Dès 9 ans, passionné d’électronique et d’informatique, vous avez imaginé et bricolé un robot capable de faire votre lit à votre place. Travailler dans ces domaines était-il un rêve d’enfant ? Qu’est-ce qui vous a ensuite conduit spécifiquement à l’Intelligence Artificielle ?
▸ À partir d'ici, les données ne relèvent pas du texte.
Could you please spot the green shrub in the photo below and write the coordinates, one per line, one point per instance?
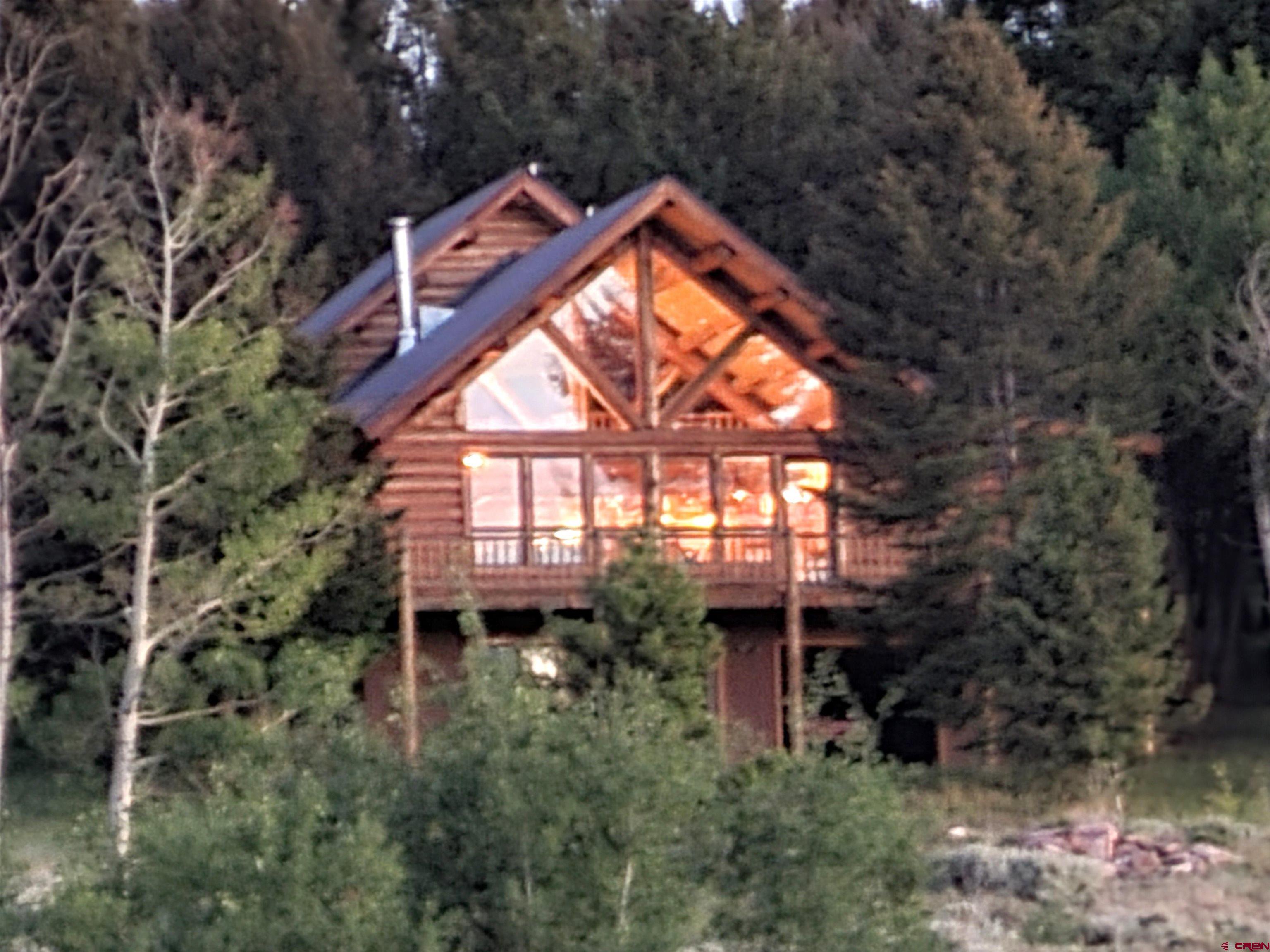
(818, 857)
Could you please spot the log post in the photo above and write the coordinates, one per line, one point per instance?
(409, 655)
(795, 709)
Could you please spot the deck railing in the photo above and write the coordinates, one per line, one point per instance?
(554, 559)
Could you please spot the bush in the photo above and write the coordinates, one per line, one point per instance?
(551, 824)
(274, 859)
(819, 857)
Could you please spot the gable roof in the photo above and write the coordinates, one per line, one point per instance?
(385, 398)
(434, 234)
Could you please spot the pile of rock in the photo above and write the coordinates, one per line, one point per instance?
(1127, 853)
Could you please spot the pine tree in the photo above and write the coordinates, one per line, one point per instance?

Travailler dans ces domaines, je ne sais pas si cela était un rêve d’enfant. En revanche, ce qui est un rêve d’enfant et ce qui m’intéresse le plus, c’est de créer des objets utiles pour les vrais gens. En l’occurrence, créer des technologies, créer des gadgets. C’est ce que j’ai toujours voulu faire parce que j’ai commencé par essayer de faire des choses qui étaient utiles pour moi. Depuis, c’est ma passion. Le fait que ce soit l’informatique, l’électronique, l’intelligence artificielle, c’était un peu par hasard. En effet, l’électronique était un domaine de l’époque. J’ai commencé à travailler dans l’informatique juste après, parce que c’était au moment où l’informatique individuelle commençait à se développer. L’intelligence artificielle est devenue un champ d’attaque intéressant par la suite parce que c’était le prolongement de tout ce qui se passait dans les années 80-90, avec l’arrivée d’Internet et des data et des choses qui permettaient de toucher les gens.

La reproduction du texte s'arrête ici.